I noticed in the last boot up that my clock was slower than normal, ntp would not sync, and "sleep 10" would take over ten seconds of real wall clock time.

I debugged it down to TSC-low getting the wrong frequency. This fixed my problem:
sysctl kern.timecounter.hardware="HPET"

So I also put that in /etc/sysctl.conf

Looking at the last boot messages compared to older ones, I noticed this:


```
...
Apr 16 00:15:57 media kernel: Timecounter "TSC-low" frequency 1700046556 Hz quality 1000
Apr 24 15:11:17 media kernel: Timecounter "TSC-low" frequency 1700048888 Hz quality 1000
May  3 17:29:56 media kernel: Timecounter "TSC-low" frequency 1700049236 Hz quality 1000
May  9 00:17:54 media kernel: Timecounter "TSC-low" frequency 1700044866 Hz quality 1000
May 12 17:44:41 media kernel: Timecounter "TSC-low" frequency 1087886338 Hz quality 1000
```

So the TSC-low frequency was probably wrong on the last boot. 

I also see this:

```
...
Apr 16 00:15:57 media kernel: CPU: Intel(R) Core(TM) i3-3245 CPU @ 3.40GHz (3400.09-MHz K8-class CPU)
Apr 24 15:11:17 media kernel: CPU: Intel(R) Core(TM) i3-3245 CPU @ 3.40GHz (3400.10-MHz K8-class CPU)
May  3 17:29:56 media kernel: CPU: Intel(R) Core(TM) i3-3245 CPU @ 3.40GHz (3400.10-MHz K8-class CPU)
May  9 00:17:54 media kernel: CPU: Intel(R) Core(TM) i3-3245 CPU @ 3.40GHz (3400.09-MHz K8-class CPU)
May 12 17:44:41 media kernel: CPU: Intel(R) Core(TM) i3-3245 CPU @ 3.40GHz (17406.18-MHz K8-class CPU)
```

Any idea what might cause this?

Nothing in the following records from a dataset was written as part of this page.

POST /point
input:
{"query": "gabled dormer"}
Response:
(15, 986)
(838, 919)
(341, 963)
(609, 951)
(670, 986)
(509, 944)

IIRC the change I made in the last boot was installing a new case fan and telling the BIOS to throttle the fan speed based on CPU temperature. But this is not frequency scaling or anything I think should be visible to the operating system. 

Any ideas on how to debug?


----------



## PMc (May 14, 2020)

kommissar said:


> Any idea what might cause this? IIRC the change I made in the last boot was installing a new case fan and telling the BIOS to throttle the fan speed based on CPU temperature. But this is not frequency scaling or anything I think should be visible to the operating system.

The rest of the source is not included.